1. More of an impact on the oil sands
Let’s make one thing clear right from the outset: construction of the pipeline itself will not contribute significantly to greenhouse gas emissions, nor will operation of the pipeline. Instead, the real environmental risk comes from increased oil sands production. That is what the pipeline’s opponents are most concerned about.
Back in 2014, an Environmental Impact Assessment (EIA) said that the pipeline would have minimal impact on production in the region, because the oil sands would be developed with or without the pipeline. And without the pipeline, crude by rail would simply pick up the slack.
Oil was trading for over US$100 per barrel at the time, hence why the report said the sands would be developed either way. But since then the price has fallen by well over half. Even the economics of crude by rail don’t make sense anymore for the oil sands.
So, by rejecting the pipeline, President Obama could put a real dent in oil sands development, something that could not have been said one year ago. Without a doubt, this plays into his decision.
2. The benefits have gone down
One of the main arguments in favour of the pipeline is that America needs Canadian oil. Without it, the country would have to choose between oil imports from unfriendly nations (such as Iran and Venezuela) or settling for sky-high gas prices.
But with increased domestic production and falling oil prices, this argument simply doesn’t ring true anymore. Any slack in oil sands production can easily be picked up by American producers, and consumers simply don’t have to worry about rising gas prices.
3. The politics don’t work
Polls have shown that a majority of Americans support the pipeline’s construction. But here’s the problem with that story: the pipeline’s opponents are far more passionate.
Thus, there could be a big problem for the Democratic Party should President Obama approve Keystone’s construction. It would likely mean lost fundraising in a critical election year. It could also mean less grassroots support for the Democratic presidential nominee.
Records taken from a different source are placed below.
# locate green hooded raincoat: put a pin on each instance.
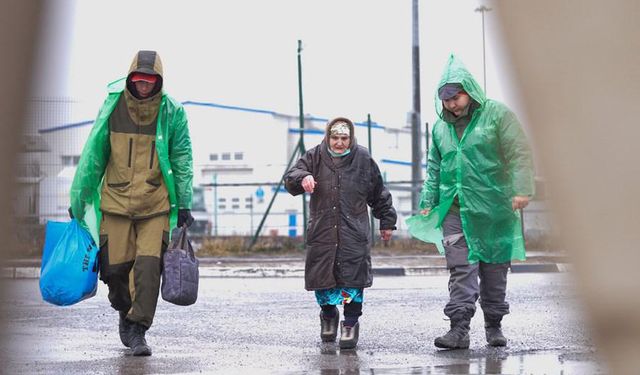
(488, 166)
(173, 147)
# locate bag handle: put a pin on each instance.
(184, 242)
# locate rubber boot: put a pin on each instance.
(349, 335)
(456, 338)
(493, 332)
(137, 341)
(124, 328)
(329, 327)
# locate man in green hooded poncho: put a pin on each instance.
(479, 173)
(133, 183)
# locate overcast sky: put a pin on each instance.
(356, 58)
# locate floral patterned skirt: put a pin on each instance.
(339, 296)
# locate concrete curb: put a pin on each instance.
(32, 272)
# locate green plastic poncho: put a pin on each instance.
(173, 146)
(488, 166)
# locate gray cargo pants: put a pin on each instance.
(464, 288)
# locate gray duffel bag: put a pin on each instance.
(180, 271)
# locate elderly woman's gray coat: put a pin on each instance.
(338, 232)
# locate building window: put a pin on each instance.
(70, 160)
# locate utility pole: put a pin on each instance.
(416, 169)
(301, 144)
(482, 9)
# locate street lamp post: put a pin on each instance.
(482, 9)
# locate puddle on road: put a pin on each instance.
(502, 363)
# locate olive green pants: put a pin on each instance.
(131, 263)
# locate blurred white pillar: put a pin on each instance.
(578, 67)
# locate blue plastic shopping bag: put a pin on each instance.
(71, 272)
(53, 231)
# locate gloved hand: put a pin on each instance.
(184, 217)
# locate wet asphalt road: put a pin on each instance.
(270, 325)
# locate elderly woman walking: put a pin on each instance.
(343, 180)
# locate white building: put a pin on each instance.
(245, 152)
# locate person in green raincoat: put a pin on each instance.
(479, 174)
(133, 183)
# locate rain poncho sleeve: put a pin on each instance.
(430, 190)
(517, 154)
(181, 159)
(85, 188)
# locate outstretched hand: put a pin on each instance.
(309, 184)
(385, 234)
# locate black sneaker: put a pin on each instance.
(124, 328)
(137, 341)
(349, 336)
(329, 327)
(494, 335)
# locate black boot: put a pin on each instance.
(493, 332)
(329, 326)
(124, 328)
(137, 341)
(456, 338)
(349, 336)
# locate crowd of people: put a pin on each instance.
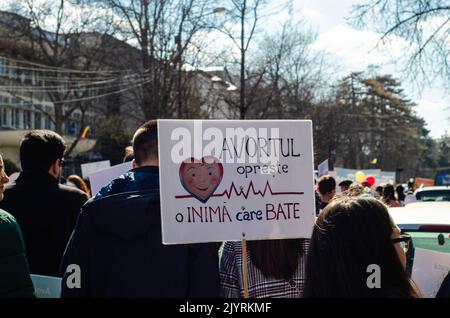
(115, 238)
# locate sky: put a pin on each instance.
(353, 50)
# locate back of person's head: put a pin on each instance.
(400, 192)
(411, 186)
(145, 143)
(39, 149)
(326, 185)
(350, 234)
(129, 155)
(79, 183)
(388, 193)
(276, 258)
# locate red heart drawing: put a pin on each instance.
(201, 177)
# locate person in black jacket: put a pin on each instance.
(15, 280)
(45, 210)
(116, 249)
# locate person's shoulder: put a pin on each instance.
(72, 192)
(10, 234)
(6, 218)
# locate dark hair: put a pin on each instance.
(39, 149)
(79, 183)
(129, 155)
(276, 258)
(350, 234)
(388, 193)
(326, 184)
(145, 142)
(400, 192)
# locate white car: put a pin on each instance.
(436, 193)
(427, 222)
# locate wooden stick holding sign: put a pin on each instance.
(244, 265)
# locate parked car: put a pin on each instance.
(427, 222)
(436, 193)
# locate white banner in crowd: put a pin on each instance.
(252, 178)
(46, 286)
(322, 168)
(101, 178)
(89, 168)
(429, 270)
(349, 174)
(386, 177)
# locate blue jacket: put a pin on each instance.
(117, 245)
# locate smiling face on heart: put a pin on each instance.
(201, 177)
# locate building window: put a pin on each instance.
(27, 119)
(37, 121)
(48, 123)
(16, 118)
(4, 115)
(2, 66)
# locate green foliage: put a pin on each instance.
(10, 166)
(112, 138)
(371, 118)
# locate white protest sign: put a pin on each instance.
(429, 270)
(322, 168)
(248, 177)
(349, 174)
(101, 178)
(46, 286)
(386, 177)
(89, 168)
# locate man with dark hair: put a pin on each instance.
(327, 190)
(45, 210)
(117, 243)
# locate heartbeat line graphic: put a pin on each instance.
(243, 193)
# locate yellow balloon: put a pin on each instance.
(360, 176)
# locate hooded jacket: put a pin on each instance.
(15, 280)
(117, 245)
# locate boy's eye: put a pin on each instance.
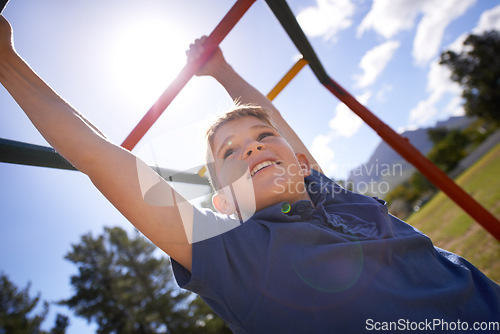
(228, 153)
(264, 135)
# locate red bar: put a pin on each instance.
(401, 145)
(211, 44)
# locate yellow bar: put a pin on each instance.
(287, 78)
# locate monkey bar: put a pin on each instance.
(285, 16)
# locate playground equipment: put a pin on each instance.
(285, 16)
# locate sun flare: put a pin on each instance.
(145, 58)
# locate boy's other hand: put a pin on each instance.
(6, 43)
(197, 49)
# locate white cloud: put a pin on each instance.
(375, 61)
(489, 20)
(346, 123)
(388, 17)
(381, 94)
(437, 15)
(438, 84)
(327, 18)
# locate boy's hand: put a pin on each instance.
(6, 43)
(213, 63)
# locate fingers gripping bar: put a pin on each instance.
(3, 3)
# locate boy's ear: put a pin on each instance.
(221, 204)
(305, 165)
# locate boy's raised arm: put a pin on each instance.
(112, 169)
(239, 89)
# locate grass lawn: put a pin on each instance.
(451, 228)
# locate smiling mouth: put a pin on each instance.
(262, 166)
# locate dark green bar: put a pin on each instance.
(16, 152)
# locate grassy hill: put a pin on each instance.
(451, 228)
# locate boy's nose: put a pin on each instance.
(254, 148)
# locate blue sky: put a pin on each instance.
(112, 59)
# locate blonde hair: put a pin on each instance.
(238, 112)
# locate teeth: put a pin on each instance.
(261, 166)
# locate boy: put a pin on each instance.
(312, 258)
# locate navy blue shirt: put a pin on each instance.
(342, 266)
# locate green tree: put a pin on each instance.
(447, 152)
(477, 70)
(125, 288)
(17, 309)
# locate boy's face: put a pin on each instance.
(251, 148)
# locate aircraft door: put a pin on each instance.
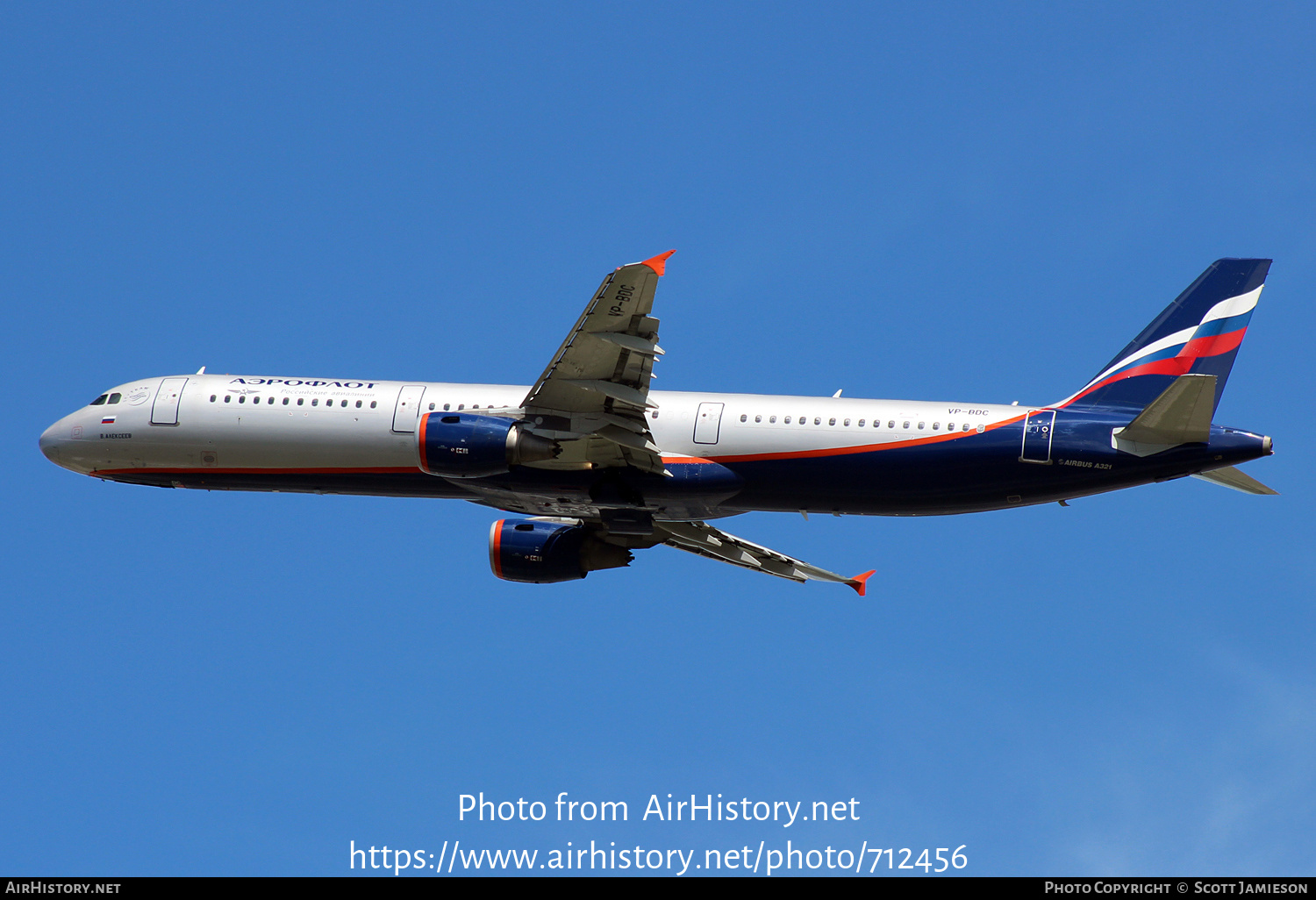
(708, 421)
(1039, 429)
(408, 405)
(165, 410)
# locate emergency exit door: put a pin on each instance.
(1039, 429)
(165, 410)
(708, 421)
(408, 404)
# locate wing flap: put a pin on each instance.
(707, 541)
(599, 378)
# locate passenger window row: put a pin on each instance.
(876, 423)
(315, 402)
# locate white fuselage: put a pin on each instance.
(254, 423)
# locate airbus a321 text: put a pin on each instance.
(597, 465)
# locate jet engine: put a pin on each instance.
(462, 445)
(545, 552)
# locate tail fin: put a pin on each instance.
(1198, 333)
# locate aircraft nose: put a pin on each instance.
(50, 444)
(53, 439)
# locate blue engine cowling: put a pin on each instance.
(462, 445)
(541, 553)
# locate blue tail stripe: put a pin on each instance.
(1223, 279)
(1223, 325)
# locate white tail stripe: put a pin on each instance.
(1234, 305)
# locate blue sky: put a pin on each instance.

And there’s no guarantee the pipeline’s supporters would warm up to the president either. Many of them would be frustrated by the time taken to reach a decision, and many of them dislike him for other reasons.
So, at this point, rejecting Keystone is a win for the president’s environmental agenda, does little harm to the economy, and is, politically, his best option. It’s hard to imagine him approving the pipeline at this point.